Abigail Daughtry’s eyes widened, then began to narrow in anger.
“Wait,” I said. “Please.” I touched her ghostly hand, and showed her everything.
Showed her my family. My husband, my children. My people. Showed her the coronation of King Richard. The riots. The fear. The castle. The siege.
I let her see my husband and children die in the Massacre of York. I let her see the face of the vampire who plucked me from the edge of mortality. The years, centuries spent under this curse. And the warmth of love and friendship I still let myself feel.
“How?” the ghost asked. “Why are you happy?”
I smiled. “Because of faith,” I said. “And hope. And love. You don’t have to linger, Abigail. You don’t have to hate. You can move on.”
She pulled back her hands, and closed her eyes.
“Please,” I said. “Let it go. Leave the grudge behind. You can do what I can’t do. You can go to your family again.”

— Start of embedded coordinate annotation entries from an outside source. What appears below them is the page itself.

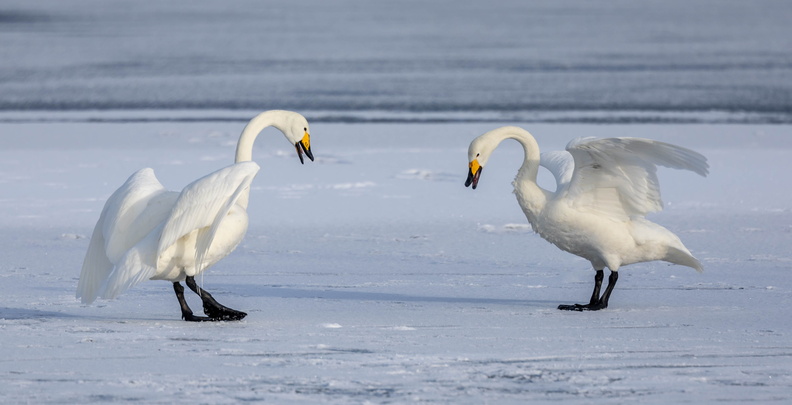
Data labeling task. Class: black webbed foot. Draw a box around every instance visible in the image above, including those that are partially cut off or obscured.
[558,302,608,312]
[558,270,619,312]
[185,277,247,321]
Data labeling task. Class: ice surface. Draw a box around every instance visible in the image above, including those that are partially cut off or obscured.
[0,0,792,123]
[0,0,792,404]
[0,117,792,404]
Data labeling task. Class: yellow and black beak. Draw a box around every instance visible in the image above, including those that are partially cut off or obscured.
[465,159,484,190]
[294,132,313,164]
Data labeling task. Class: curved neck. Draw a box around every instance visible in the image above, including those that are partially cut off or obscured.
[492,127,549,221]
[489,127,540,183]
[235,110,284,163]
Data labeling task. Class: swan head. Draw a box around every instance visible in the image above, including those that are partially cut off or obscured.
[465,134,498,190]
[273,111,314,164]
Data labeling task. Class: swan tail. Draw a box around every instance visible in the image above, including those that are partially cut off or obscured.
[663,247,704,273]
[75,221,113,304]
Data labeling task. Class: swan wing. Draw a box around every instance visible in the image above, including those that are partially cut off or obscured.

Abigail Daughtry opened her eyes, and her dress was whole again.
“Have faith,” I said. “You can do it. I know you can.”
A single tear, sparkling like a diamond, trailed down the spirit’s cheek. She smiled, an expression belonging to her old self, young and full of hope.
“And maybe I’ll see you someday when I get there myself,” I said. “But go. Go see your family. Your kids are waiting for you.”
Abigail Daughtry began to fade. I nodded once, and let out a deep sigh. Then I realized something.
“Wait!” I said. “One more thing!”
The ghost, nearly gone, stopped and gave me a quizzical look.
I gestured around the wrecked bookshelves. “Is there any way you can, um, fix some of this? I really don’t want to get my new friend fired.”
Abigail Daughtry laughed at me, and then disappeared.
“Oh, poop,” I said.
Jim approached me. Slowly.
“I think you’re allowed to curse now,” he said.
I looked up and down the room. “Okay,” I said. “Two bookcases are wrecked. I don’t know how bad the books are, but I think if we can stack them neatly, it’ll help mitigate the damage a bit. I’m so sorry about this, Jimmy.”
I bent down and started picking up old books. The damage didn’t seem that bad, not really. “I’ll have to cough up the whole fee just to cover this,” I said. “Do you guys have insurance?”
“That was a ghost,” he said. “A real, live, vengeful ghost, and we fought it with Jew magic, and I’m pretty sure you have fangs, and you’re worried about cleanup?”
“You’re not getting fired over this,” I said. “There was a struggle. You saw it. It wasn’t your fault. I’ll pay for the shelving. Please oh please tell me that the books are insured.”
“They’re… they’re insured,” Jim said, looking at me like I was some sort of alien.
“Good,” I said. “Help me stack these books. Your boss is going to have a heart attack. And yes, I have fangs. Long story.”
Jim facepalmed. In all honesty, he was taking this rather well.
I stopped, and sighed, shaking my head.
“So,” I asked. “How about that coffee?”